Krewson is defined by a determination and drive that is impossible to teach. They are traits that have allowed her to overcome a hearing problem that – in medical terms – is described as bilateral moderate to severe sensorineural hearing loss. In layman’s terms, there are certain frequencies she cannot hear even with the assistance of a hearing aid in both ears.

The problem was diagnosed when Krewson was an infant and may have been the result of drugs used for a medically induced coma after she underwent throat surgery several months after she was born.

“She’s number three of our five children,” Bill Krewson said. “She would be in the crib or playpen, and someone would fall or smash something, and normally, they would really startle.

“I kept saying to my wife, ‘I don’t know if she hears everything.’ A lot of times she would look you right in the face when you spoke to her. It’s hard to determine whether there’s hearing loss with babies because they don’t talk.

“Eventually, we figured it out. We took her to a hearing specialist, and it’s what they call a low tone hearing. If you’re in a place like a gymnasium and there’s a lot of noise, she doesn’t filter out the noise.”

Her father goes on to recount a story that occurred shortly after Krewson received an FM system.

“You would wear a microphone and she can hear directly in her ear what you’re saying,” he said. “I’m on the sidelines of her biddy soccer game, and I’m telling her what to do.

“I’m giving her all these directions, and she turns around and gives me the wave off, like ‘knock it off’ and turned them off and just kept playing soccer.”

It’s a moment that effectively captured Krewson’s spirit and also her unwillingness to allow the hearing loss to define her.

“I was born with it, and I don’t like to be treated differently than anybody else,” she said. “I was never angry. I just accepted it because it’s who I am.

“No one treats me differently because they know I have it, which makes it a lot easier.

“I think about it every day, but I don’t think about it like, ‘Oh my god, I have to deal with this.’ I think about it – ‘Okay, this is what I have to do because I have this,’ so I just do it.”

Krewson, who has already been accepted at La Salle and Cabrini, hopes to use what she has learned along the way to help others,

“I would like to do something like nursing or speech pathology,” she said. “If kids have hearing loss like me or anyone who gets in some kind of accident and loses their hearing, they need to go through speech therapy to learn how to talk and speak.”

Krewson, who herself went to speech therapy until sixth grade, also plans to continue playing sports at some level.

Interestingly, basketball is the favorite sport of the 5-5 Krewson.

“I don’t know why, but I feel the best playing basketball,” she said. “When I play it, I literally feel natural.

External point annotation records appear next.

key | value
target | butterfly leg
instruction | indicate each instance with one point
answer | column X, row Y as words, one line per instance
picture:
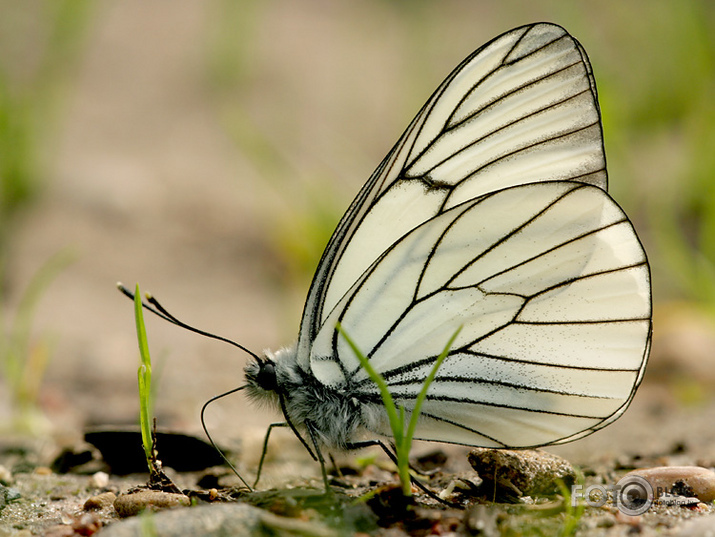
column 390, row 453
column 314, row 440
column 265, row 449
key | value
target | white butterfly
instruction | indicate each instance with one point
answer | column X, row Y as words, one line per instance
column 491, row 212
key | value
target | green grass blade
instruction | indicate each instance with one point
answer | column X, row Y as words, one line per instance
column 426, row 384
column 144, row 378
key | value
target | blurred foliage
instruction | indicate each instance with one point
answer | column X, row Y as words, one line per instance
column 23, row 361
column 39, row 42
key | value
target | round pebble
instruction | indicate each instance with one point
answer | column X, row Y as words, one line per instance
column 522, row 473
column 132, row 504
column 680, row 480
column 99, row 480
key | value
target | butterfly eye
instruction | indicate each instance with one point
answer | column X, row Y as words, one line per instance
column 266, row 377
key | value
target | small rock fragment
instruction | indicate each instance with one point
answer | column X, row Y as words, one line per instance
column 5, row 475
column 99, row 480
column 132, row 504
column 512, row 474
column 100, row 501
column 693, row 481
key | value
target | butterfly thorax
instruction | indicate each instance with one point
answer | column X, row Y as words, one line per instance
column 334, row 415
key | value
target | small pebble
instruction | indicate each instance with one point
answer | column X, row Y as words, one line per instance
column 522, row 473
column 680, row 480
column 132, row 504
column 100, row 501
column 99, row 480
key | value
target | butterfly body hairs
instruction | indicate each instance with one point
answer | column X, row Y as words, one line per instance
column 491, row 213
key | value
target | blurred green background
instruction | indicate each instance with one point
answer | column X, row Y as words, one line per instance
column 208, row 148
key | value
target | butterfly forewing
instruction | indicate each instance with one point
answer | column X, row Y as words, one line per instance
column 521, row 109
column 490, row 213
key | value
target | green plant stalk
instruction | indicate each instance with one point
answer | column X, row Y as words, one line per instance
column 144, row 377
column 396, row 416
column 423, row 395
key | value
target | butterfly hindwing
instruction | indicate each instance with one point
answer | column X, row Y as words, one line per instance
column 550, row 285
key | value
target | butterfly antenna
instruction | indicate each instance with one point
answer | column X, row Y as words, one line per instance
column 157, row 309
column 203, row 424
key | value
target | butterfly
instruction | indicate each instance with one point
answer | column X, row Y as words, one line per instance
column 491, row 213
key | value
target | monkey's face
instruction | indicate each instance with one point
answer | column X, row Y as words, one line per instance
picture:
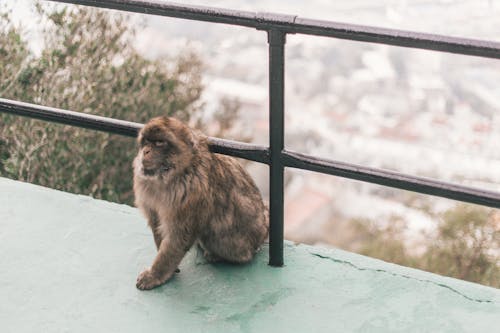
column 164, row 147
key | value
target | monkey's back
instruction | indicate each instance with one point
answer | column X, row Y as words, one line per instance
column 237, row 223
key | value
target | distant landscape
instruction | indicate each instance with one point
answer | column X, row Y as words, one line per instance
column 418, row 112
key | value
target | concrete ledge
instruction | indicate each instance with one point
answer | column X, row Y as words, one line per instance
column 69, row 264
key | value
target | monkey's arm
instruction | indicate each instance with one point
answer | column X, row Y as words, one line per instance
column 170, row 253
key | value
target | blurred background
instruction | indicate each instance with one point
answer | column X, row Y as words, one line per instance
column 418, row 112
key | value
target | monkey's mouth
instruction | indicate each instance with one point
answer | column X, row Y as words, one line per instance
column 148, row 172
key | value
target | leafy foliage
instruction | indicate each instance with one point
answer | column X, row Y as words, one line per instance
column 87, row 65
column 466, row 244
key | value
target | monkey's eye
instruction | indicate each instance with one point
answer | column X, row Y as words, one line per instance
column 159, row 143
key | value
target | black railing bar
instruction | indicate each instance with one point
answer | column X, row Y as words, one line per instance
column 126, row 128
column 392, row 179
column 294, row 24
column 276, row 40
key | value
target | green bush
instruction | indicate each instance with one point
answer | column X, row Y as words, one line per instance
column 87, row 65
column 465, row 245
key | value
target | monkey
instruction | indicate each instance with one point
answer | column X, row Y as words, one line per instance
column 190, row 195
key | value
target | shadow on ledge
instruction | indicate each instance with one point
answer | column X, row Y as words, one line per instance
column 69, row 263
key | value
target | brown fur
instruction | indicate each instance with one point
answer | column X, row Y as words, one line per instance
column 189, row 195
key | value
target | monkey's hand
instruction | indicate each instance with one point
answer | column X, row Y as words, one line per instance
column 148, row 280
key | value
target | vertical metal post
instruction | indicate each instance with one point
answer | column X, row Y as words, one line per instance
column 276, row 40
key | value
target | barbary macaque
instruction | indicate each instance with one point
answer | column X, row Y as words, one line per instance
column 190, row 195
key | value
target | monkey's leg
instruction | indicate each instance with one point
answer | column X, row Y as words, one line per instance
column 170, row 254
column 153, row 222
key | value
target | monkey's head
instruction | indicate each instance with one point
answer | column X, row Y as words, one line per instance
column 166, row 146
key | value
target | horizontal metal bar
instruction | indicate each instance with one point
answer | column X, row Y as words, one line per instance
column 261, row 154
column 392, row 179
column 122, row 127
column 85, row 120
column 295, row 24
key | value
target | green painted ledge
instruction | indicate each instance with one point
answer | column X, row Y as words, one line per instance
column 69, row 263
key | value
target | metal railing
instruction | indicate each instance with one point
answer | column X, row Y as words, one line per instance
column 276, row 156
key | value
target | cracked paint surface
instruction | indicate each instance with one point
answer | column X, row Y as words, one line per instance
column 69, row 263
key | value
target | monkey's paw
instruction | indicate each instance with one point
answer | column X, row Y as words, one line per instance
column 147, row 280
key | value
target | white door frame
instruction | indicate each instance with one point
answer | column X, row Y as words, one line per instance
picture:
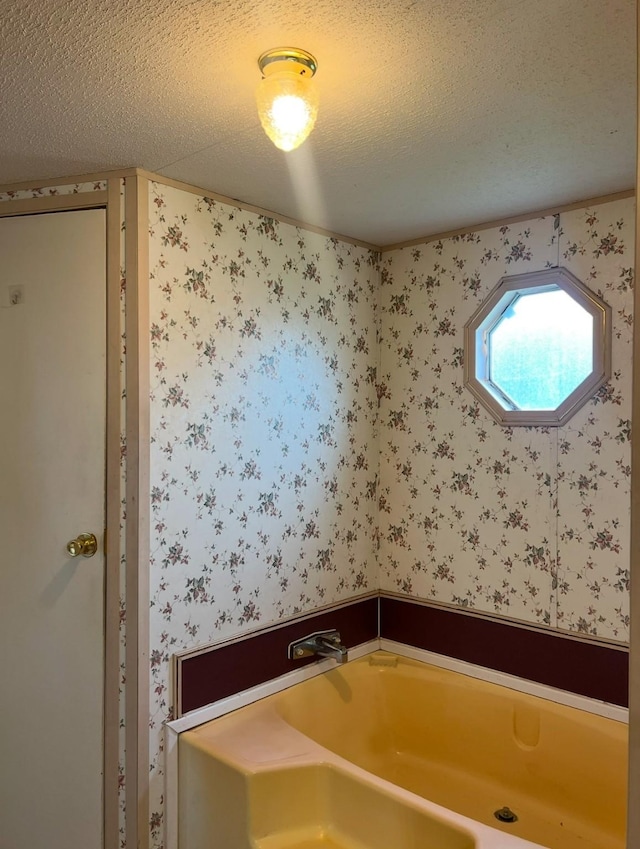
column 107, row 197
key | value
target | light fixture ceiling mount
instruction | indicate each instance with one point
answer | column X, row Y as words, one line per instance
column 287, row 97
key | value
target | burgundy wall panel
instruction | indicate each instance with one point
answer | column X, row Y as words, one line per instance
column 231, row 668
column 579, row 666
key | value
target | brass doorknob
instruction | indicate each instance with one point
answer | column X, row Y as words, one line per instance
column 84, row 544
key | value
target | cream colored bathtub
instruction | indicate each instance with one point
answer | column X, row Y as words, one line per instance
column 389, row 753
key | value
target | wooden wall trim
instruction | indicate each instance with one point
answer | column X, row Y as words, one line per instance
column 514, row 219
column 137, row 494
column 578, row 666
column 209, row 674
column 633, row 809
column 257, row 210
column 68, row 180
column 109, row 199
column 54, row 203
column 112, row 531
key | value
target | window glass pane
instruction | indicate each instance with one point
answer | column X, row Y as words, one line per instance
column 541, row 349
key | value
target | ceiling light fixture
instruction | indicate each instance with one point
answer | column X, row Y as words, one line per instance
column 287, row 97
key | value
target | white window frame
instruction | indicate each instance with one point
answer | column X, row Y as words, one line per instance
column 476, row 330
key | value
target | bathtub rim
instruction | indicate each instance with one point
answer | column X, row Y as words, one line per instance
column 215, row 710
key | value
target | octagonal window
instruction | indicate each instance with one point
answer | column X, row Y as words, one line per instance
column 537, row 348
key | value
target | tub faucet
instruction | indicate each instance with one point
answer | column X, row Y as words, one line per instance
column 321, row 643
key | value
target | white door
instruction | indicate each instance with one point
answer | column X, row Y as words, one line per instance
column 52, row 472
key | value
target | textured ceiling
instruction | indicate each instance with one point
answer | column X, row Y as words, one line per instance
column 434, row 114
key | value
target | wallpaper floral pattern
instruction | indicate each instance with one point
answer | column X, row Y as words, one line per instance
column 531, row 523
column 264, row 452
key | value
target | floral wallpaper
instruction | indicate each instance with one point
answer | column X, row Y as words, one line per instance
column 312, row 439
column 531, row 523
column 264, row 454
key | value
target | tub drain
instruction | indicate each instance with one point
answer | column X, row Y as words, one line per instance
column 505, row 815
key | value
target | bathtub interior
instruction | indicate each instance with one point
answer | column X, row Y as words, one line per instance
column 313, row 806
column 431, row 753
column 473, row 747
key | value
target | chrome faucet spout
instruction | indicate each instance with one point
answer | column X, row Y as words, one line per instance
column 322, row 644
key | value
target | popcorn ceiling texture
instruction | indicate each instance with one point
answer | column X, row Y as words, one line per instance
column 433, row 115
column 271, row 415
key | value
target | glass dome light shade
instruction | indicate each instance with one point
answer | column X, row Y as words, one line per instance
column 287, row 106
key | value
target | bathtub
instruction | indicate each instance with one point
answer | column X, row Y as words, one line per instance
column 390, row 753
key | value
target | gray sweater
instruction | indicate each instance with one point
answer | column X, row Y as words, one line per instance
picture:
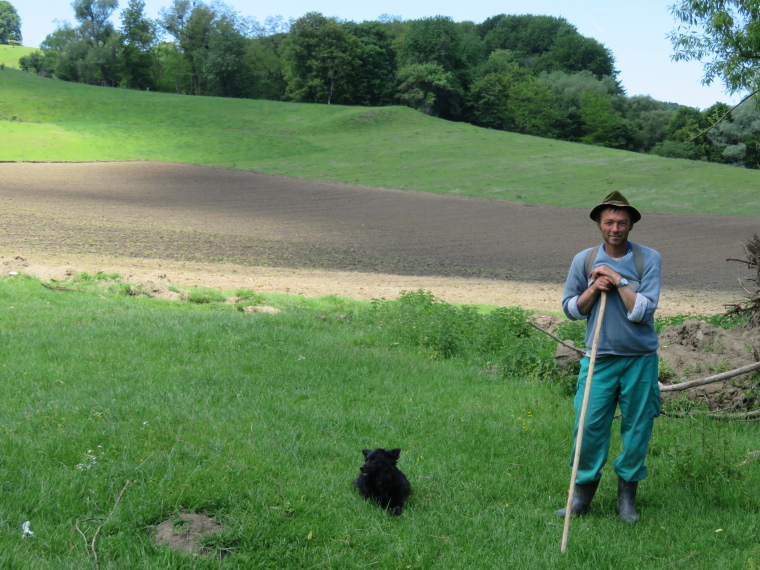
column 623, row 333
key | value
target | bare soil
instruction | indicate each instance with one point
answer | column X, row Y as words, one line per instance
column 160, row 224
column 200, row 226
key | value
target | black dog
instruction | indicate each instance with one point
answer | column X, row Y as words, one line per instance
column 382, row 481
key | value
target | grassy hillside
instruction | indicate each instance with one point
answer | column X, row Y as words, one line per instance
column 9, row 55
column 396, row 147
column 123, row 412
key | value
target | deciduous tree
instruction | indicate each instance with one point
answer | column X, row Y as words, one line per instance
column 423, row 85
column 10, row 23
column 725, row 36
column 319, row 55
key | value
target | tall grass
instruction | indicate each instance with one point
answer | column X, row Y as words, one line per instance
column 259, row 421
column 395, row 147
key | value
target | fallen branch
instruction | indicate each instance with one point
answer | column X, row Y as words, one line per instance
column 710, row 379
column 562, row 342
column 57, row 287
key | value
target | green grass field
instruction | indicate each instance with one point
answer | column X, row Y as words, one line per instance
column 9, row 55
column 397, row 147
column 259, row 421
column 120, row 412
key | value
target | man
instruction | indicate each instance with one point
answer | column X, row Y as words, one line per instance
column 625, row 370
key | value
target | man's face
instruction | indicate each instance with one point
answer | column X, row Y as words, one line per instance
column 615, row 226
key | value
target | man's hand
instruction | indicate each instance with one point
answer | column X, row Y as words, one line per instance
column 610, row 277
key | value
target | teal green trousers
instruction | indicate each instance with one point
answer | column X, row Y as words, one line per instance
column 631, row 383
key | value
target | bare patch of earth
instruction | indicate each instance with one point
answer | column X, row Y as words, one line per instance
column 213, row 227
column 187, row 533
column 160, row 225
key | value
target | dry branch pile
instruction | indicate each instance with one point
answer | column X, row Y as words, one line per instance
column 752, row 250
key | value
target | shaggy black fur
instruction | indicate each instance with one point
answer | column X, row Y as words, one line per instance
column 382, row 481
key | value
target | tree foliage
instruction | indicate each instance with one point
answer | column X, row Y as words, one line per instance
column 319, row 55
column 10, row 23
column 423, row 85
column 725, row 36
column 528, row 74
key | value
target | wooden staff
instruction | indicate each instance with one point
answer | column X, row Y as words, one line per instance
column 582, row 421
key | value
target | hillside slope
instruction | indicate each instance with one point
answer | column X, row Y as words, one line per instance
column 396, row 147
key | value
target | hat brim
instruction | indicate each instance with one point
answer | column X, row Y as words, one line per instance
column 635, row 215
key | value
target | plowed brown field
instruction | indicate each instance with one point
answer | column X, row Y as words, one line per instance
column 223, row 228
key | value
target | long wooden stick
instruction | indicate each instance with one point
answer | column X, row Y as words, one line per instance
column 582, row 421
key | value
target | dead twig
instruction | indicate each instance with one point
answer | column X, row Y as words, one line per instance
column 678, row 561
column 90, row 548
column 710, row 379
column 562, row 342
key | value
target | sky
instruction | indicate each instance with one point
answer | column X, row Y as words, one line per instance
column 635, row 32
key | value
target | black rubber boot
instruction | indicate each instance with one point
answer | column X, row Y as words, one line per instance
column 582, row 497
column 626, row 500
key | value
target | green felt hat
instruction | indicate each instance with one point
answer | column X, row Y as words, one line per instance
column 617, row 200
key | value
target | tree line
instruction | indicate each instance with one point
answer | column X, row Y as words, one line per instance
column 534, row 75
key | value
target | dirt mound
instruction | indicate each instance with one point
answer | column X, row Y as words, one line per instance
column 696, row 349
column 187, row 533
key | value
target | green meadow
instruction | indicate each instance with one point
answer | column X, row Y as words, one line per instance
column 120, row 411
column 9, row 55
column 396, row 147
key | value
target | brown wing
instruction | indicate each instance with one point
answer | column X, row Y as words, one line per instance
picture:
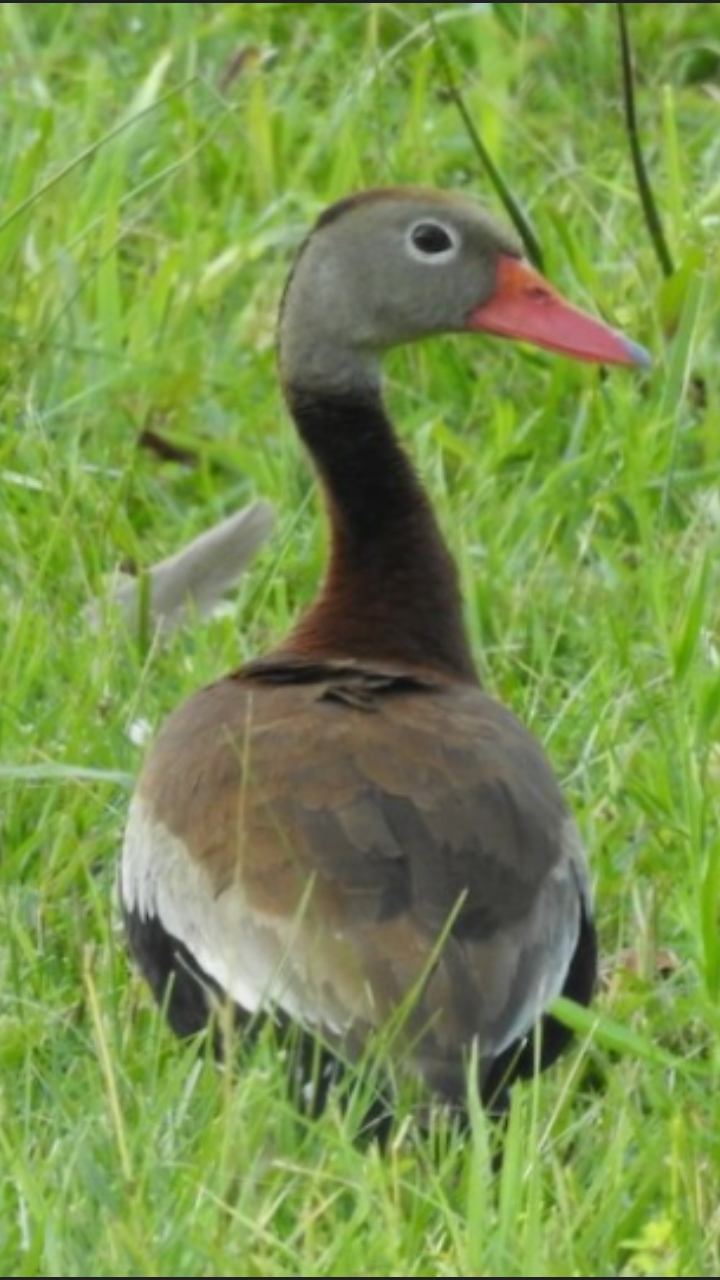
column 337, row 841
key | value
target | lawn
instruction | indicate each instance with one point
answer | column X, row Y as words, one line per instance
column 162, row 161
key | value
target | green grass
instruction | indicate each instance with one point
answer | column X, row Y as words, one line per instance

I know what I’m doing at all moments. In other sports, there will be times when I’m like – I don’t really know what to do, but in basketball, I always just know what to do.”

Although basketball may be at the top of her list, Krewson brings the same intangibles to every sport she plays.

“She has the ability to take what any coach says and do it right away,” Canavan said. “She’ll take positive feedback negative feedback, and she will turn it into something great.

“She’s a great leader, she gets along with everyone. She supports her teammates 100 percent. The work ethic she brings every day – it’s kind of hard as her teammates and coaches to not be positive around her. She’s the kind of athlete every coach wants on their team.”

Krewson, who also plays volleyball for her CYO team, enjoys volunteering in what little spare time she has. She is a coach for the Springfield Girls’ Lacrosse club, and she helps run basketball clinics for young girls in her township.

She is involved at Holy Martyrs Parish and has volunteered her time at Cradles to Crayons and Treats for Troops. She also works at Flourtown Country Club.

Quite a resume for a student-athlete who is passionate about sports.